Halk oyunları eğitmeni ve folklor araştırmacısı Selahattin Tuncer ile halk oyunlarının kültürel değerini, yaşadığı dönüşümleri ve genç nesillere nasıl aktarılması gerektiğini konuştuk.
HALK OYUNLARI, HALKIN KENDİ DİLİYLE ANLATIMIDIR
Selahattin Tuncer, halk oyunlarının sadece bir dans biçimi olmadığını, halkın duygularının, tarihinin ve yaşam biçiminin figürlerle ifadesi olduğunu söylüyor:
"Halk oyunları, bir milletin aynasıdır. Her zıplama, her dönüş aslında bir hikâyedir. Sevinci, hüznü, zaferi ya da bekleyişi anlatır. Erzurum barı başka bir duyguyu taşırken, Ege zeybeği başka bir vakarın anlatımıdır."

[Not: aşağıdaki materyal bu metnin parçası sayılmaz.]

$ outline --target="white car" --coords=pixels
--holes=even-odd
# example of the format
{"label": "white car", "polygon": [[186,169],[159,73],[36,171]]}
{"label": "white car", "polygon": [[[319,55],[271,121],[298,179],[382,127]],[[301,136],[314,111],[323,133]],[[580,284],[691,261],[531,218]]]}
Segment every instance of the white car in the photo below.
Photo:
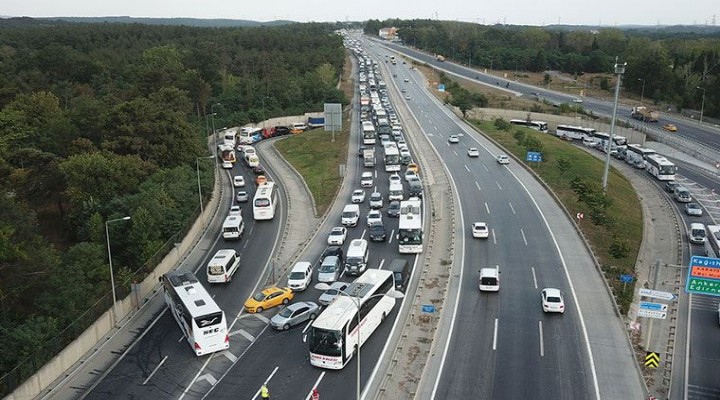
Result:
{"label": "white car", "polygon": [[242,175],[235,175],[233,177],[233,186],[235,187],[245,187],[245,177]]}
{"label": "white car", "polygon": [[372,187],[373,185],[373,173],[363,172],[360,176],[360,187]]}
{"label": "white car", "polygon": [[370,195],[370,208],[377,209],[383,206],[383,196],[379,192]]}
{"label": "white car", "polygon": [[543,312],[565,312],[565,300],[559,289],[545,288],[540,294]]}
{"label": "white car", "polygon": [[460,143],[460,138],[457,135],[450,135],[448,143]]}
{"label": "white car", "polygon": [[397,174],[397,172],[390,175],[390,178],[388,178],[388,180],[390,181],[390,186],[392,186],[393,183],[402,183],[402,178],[400,177],[400,175]]}
{"label": "white car", "polygon": [[403,79],[403,82],[405,82],[405,83],[410,82],[410,78]]}
{"label": "white car", "polygon": [[478,150],[477,147],[469,148],[468,157],[480,157],[480,150]]}
{"label": "white car", "polygon": [[365,202],[365,191],[362,189],[358,189],[354,192],[352,192],[352,198],[353,203],[364,203]]}
{"label": "white car", "polygon": [[490,230],[484,222],[475,222],[472,224],[472,235],[474,238],[487,239],[490,236]]}
{"label": "white car", "polygon": [[233,163],[231,163],[230,161],[223,161],[222,167],[223,167],[223,169],[232,169]]}
{"label": "white car", "polygon": [[579,97],[573,97],[573,103],[582,103],[582,99]]}
{"label": "white car", "polygon": [[347,228],[344,226],[336,226],[330,231],[327,244],[331,246],[342,246],[347,238]]}
{"label": "white car", "polygon": [[498,164],[510,164],[510,157],[506,156],[505,154],[500,154],[496,158]]}
{"label": "white car", "polygon": [[417,172],[415,172],[411,169],[408,169],[405,171],[405,182],[410,182],[411,178],[417,177],[417,176],[418,176]]}
{"label": "white car", "polygon": [[235,199],[238,203],[245,203],[246,201],[248,201],[248,197],[248,192],[244,190],[239,190],[235,195]]}
{"label": "white car", "polygon": [[409,94],[406,94],[406,95],[405,95],[405,100],[410,100],[410,99],[412,99],[412,97],[410,97]]}
{"label": "white car", "polygon": [[367,215],[367,224],[368,226],[382,224],[382,214],[380,213],[380,210],[370,210]]}
{"label": "white car", "polygon": [[228,215],[242,215],[242,209],[240,206],[232,206],[230,207],[230,212]]}

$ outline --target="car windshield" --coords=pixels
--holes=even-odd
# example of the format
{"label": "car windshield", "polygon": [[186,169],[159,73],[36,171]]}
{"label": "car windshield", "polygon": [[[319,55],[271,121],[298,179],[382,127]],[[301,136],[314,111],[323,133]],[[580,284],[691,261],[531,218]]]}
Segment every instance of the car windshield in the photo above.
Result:
{"label": "car windshield", "polygon": [[291,272],[289,279],[305,279],[305,273],[304,272]]}
{"label": "car windshield", "polygon": [[310,328],[308,345],[311,353],[337,357],[342,355],[342,334],[319,328]]}
{"label": "car windshield", "polygon": [[323,264],[320,266],[320,272],[335,272],[335,264]]}
{"label": "car windshield", "polygon": [[292,316],[293,310],[290,307],[285,307],[280,311],[279,315],[281,317],[290,318]]}
{"label": "car windshield", "polygon": [[560,298],[559,298],[559,297],[555,297],[555,296],[548,296],[548,297],[547,297],[547,302],[548,302],[548,303],[559,303],[559,302],[560,302]]}
{"label": "car windshield", "polygon": [[255,293],[255,296],[253,296],[253,300],[255,301],[263,301],[265,300],[265,294],[261,293]]}

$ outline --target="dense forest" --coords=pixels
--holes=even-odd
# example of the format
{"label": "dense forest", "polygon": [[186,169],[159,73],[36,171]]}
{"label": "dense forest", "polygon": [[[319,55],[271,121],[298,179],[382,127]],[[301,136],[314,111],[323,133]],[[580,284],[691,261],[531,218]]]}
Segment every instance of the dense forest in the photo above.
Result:
{"label": "dense forest", "polygon": [[209,126],[347,103],[332,29],[0,21],[0,394],[108,309],[106,221],[119,295],[180,241]]}
{"label": "dense forest", "polygon": [[[371,20],[367,34],[396,27],[402,41],[456,62],[493,69],[612,73],[627,62],[624,88],[656,102],[720,117],[720,33],[674,30],[478,25],[436,20]],[[701,89],[698,89],[701,88]],[[608,87],[608,89],[611,89]]]}

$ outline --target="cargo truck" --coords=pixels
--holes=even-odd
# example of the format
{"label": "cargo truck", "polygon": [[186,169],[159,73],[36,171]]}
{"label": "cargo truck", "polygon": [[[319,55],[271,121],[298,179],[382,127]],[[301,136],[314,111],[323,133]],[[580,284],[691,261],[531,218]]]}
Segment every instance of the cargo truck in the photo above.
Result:
{"label": "cargo truck", "polygon": [[365,167],[375,166],[375,149],[363,150],[363,165]]}
{"label": "cargo truck", "polygon": [[645,122],[657,122],[658,118],[660,118],[660,113],[653,110],[648,110],[647,107],[633,107],[630,110],[630,116]]}

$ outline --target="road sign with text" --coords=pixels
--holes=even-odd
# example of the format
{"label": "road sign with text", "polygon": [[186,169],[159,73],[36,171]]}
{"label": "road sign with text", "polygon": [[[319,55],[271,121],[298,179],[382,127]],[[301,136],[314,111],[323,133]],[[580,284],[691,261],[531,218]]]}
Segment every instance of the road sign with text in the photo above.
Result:
{"label": "road sign with text", "polygon": [[685,291],[720,296],[720,259],[692,256]]}
{"label": "road sign with text", "polygon": [[667,318],[667,311],[647,310],[641,308],[638,310],[638,317],[665,319]]}
{"label": "road sign with text", "polygon": [[640,289],[640,296],[645,297],[652,297],[654,299],[661,299],[661,300],[675,300],[677,296],[670,292],[661,292],[659,290],[652,290],[652,289]]}

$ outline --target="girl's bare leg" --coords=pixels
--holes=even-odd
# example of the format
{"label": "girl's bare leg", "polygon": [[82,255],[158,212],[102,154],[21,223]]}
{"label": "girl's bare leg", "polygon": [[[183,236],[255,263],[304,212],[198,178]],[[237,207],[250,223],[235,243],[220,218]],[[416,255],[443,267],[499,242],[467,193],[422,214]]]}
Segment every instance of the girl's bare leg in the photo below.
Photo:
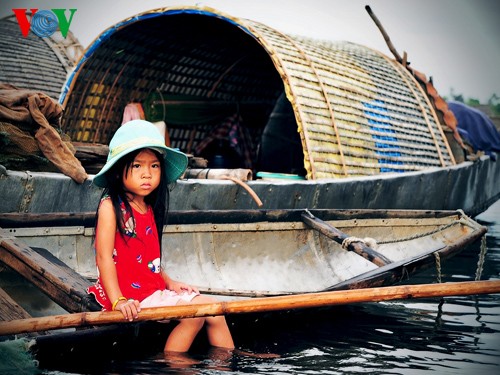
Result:
{"label": "girl's bare leg", "polygon": [[[193,299],[192,303],[212,303],[215,299],[200,295]],[[205,318],[208,342],[212,346],[226,349],[234,349],[233,337],[229,331],[224,316],[210,316]]]}
{"label": "girl's bare leg", "polygon": [[233,337],[231,336],[231,332],[229,332],[229,327],[224,316],[207,317],[205,322],[210,345],[219,348],[234,349]]}
{"label": "girl's bare leg", "polygon": [[164,351],[187,352],[204,323],[205,318],[180,320],[168,336]]}
{"label": "girl's bare leg", "polygon": [[[191,303],[211,303],[215,300],[208,296],[197,296]],[[186,305],[179,301],[178,305]],[[165,352],[187,352],[191,347],[203,324],[206,323],[208,342],[212,346],[234,349],[234,342],[224,316],[212,316],[207,318],[181,319],[179,324],[172,330],[165,343]]]}

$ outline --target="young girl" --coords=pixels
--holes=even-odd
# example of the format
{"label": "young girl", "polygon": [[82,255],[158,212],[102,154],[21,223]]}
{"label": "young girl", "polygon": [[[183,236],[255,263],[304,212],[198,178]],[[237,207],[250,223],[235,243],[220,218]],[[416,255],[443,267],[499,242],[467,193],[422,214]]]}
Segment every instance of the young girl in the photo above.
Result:
{"label": "young girl", "polygon": [[[214,301],[172,280],[160,265],[167,186],[186,166],[186,155],[165,146],[160,132],[147,121],[127,122],[111,139],[108,160],[94,177],[94,184],[104,191],[95,228],[99,278],[88,288],[103,310],[119,310],[132,321],[144,307]],[[180,320],[165,352],[186,352],[204,325],[211,345],[234,348],[225,318],[217,316]]]}

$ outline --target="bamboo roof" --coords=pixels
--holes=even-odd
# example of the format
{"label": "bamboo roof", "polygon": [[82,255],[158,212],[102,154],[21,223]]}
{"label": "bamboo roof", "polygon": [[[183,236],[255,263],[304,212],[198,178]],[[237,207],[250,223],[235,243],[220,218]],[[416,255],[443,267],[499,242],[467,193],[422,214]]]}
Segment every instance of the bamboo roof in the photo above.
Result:
{"label": "bamboo roof", "polygon": [[0,82],[41,91],[58,99],[67,74],[84,48],[68,32],[49,37],[30,32],[23,37],[15,16],[0,19]]}
{"label": "bamboo roof", "polygon": [[[290,36],[206,7],[155,9],[101,33],[61,94],[63,130],[74,140],[108,143],[127,103],[147,107],[151,98],[165,103],[167,96],[254,104],[266,107],[268,116],[283,92],[308,179],[455,164],[428,96],[395,60],[358,44]],[[265,121],[249,123],[254,134],[262,133]],[[184,135],[175,144],[171,138],[183,151],[192,141]]]}

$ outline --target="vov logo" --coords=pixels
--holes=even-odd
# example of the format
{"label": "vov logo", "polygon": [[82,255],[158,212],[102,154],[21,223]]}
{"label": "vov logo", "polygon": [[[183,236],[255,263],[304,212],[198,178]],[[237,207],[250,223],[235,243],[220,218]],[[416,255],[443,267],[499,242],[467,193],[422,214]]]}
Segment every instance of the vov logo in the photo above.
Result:
{"label": "vov logo", "polygon": [[54,34],[57,29],[61,31],[64,38],[68,35],[69,25],[73,21],[73,15],[76,9],[69,9],[69,16],[66,18],[67,9],[51,9],[38,10],[31,9],[31,17],[28,21],[26,8],[12,9],[17,18],[17,23],[21,28],[23,37],[28,37],[28,34],[33,31],[40,38],[45,38]]}

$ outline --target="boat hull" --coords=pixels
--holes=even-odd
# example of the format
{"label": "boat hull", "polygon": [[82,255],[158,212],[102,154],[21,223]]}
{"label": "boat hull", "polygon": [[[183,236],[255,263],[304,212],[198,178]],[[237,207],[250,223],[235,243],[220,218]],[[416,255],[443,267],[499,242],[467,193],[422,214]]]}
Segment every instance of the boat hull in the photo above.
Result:
{"label": "boat hull", "polygon": [[[353,243],[370,243],[388,263],[379,266],[350,251],[334,236],[307,224],[305,214],[314,215],[326,228],[335,228]],[[49,249],[78,273],[95,278],[93,220],[90,212],[3,214],[1,245],[15,241],[24,253],[31,247]],[[171,277],[225,300],[302,293],[308,298],[309,293],[317,291],[405,282],[422,269],[442,264],[486,232],[462,211],[173,211],[168,222],[163,236],[163,267]],[[6,248],[2,250],[7,253]],[[39,277],[45,277],[47,270],[43,268]],[[292,309],[292,304],[283,304],[266,314],[272,315],[270,322],[276,318],[283,321],[283,317],[290,319],[286,312]],[[245,312],[245,317],[228,317],[240,339],[238,327],[254,326],[255,321],[263,320],[251,309]],[[93,357],[95,361],[88,363],[90,371],[95,364],[108,363],[110,357],[161,352],[173,327],[142,322],[46,334],[33,339],[31,352],[43,368],[68,371],[75,365],[81,370],[86,365],[81,359],[88,358],[89,353],[106,353]]]}
{"label": "boat hull", "polygon": [[[380,265],[310,227],[305,212],[173,211],[164,228],[162,265],[174,279],[229,297],[383,286],[435,264],[436,256],[458,253],[486,232],[461,211],[307,211],[354,242],[375,241],[376,254],[388,260]],[[0,226],[95,279],[93,217],[4,214]]]}
{"label": "boat hull", "polygon": [[[489,157],[453,167],[365,178],[249,181],[264,209],[462,209],[475,216],[500,198],[500,163]],[[0,177],[0,214],[94,211],[101,189],[48,172],[6,171]],[[256,202],[227,180],[180,180],[171,210],[254,209]]]}

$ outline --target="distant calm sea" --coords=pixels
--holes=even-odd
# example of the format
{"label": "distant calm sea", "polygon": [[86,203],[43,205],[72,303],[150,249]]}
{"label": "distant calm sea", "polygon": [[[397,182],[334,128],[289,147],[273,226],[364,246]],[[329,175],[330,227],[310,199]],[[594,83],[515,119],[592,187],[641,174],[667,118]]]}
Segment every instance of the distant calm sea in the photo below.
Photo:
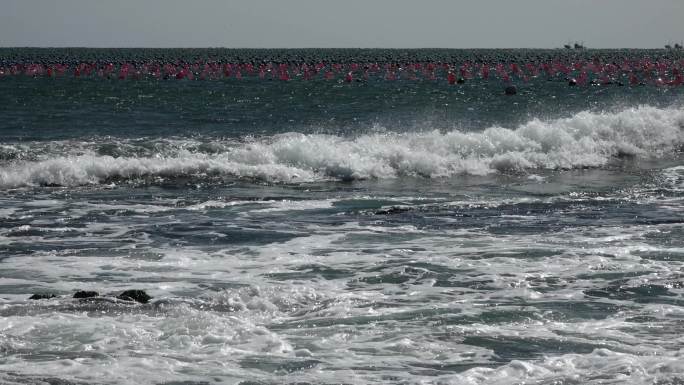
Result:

GENÇLERİN İLGİSİ ARTIYOR, AMA DİJİTAL DÜNYA RAKİP
Son yıllarda gençlerin halk oyunlarına olan ilgisinin arttığını söyleyen Tuncer, buna rağmen dijitalleşmenin ve popüler kültürün geleneksel dansları tehdit ettiğini belirtiyor.
"Gençler merak ediyor, ilgi duyuyor. Ancak ne yazık ki sosyal medyada hızlı tüketilen içerikler, halk oyunlarının özünü öğrenmeye sabır göstermeyen bir kuşak da doğurabiliyor. Figürleri sadece ezberlemek değil, anlamını da bilmek gerek."
KOSTÜMLER VE MÜZİKLER, KÜLTÜREL KİMLİĞİN TAŞIYICISI
Halk oyunlarının sadece hareketten ibaret olmadığını belirten Tuncer, kostümlerin ve müziklerin de kültürel kimliğin temel taşıyıcısı olduğunu vurguluyor:
"Her bölgenin kıyafeti, o yörenin doğasını, insanını ve tarihini anlatır. Örneğin Karadeniz kadınının fırtınalı doğası giysisine de yansır; Ege erkeğinin gururu zeybek kıyafetine sinmiştir."
YENİ NESİLLERE AKTARIMDA EĞİTİMİN ROLÜ BÜYÜK
Tuncer’e göre halk oyunlarının gelecek kuşaklara aktarımı için eğitim sistemine entegre edilmesi şart:
"Okullarda sadece gösteri amacıyla birkaç hareket öğretmekle olmaz. Halk oyunları, ders kitaplarına girmeli. Sosyoloji, tarih ve edebiyat gibi derslerle entegre edilerek kültürel boyutuyla işlenmeli."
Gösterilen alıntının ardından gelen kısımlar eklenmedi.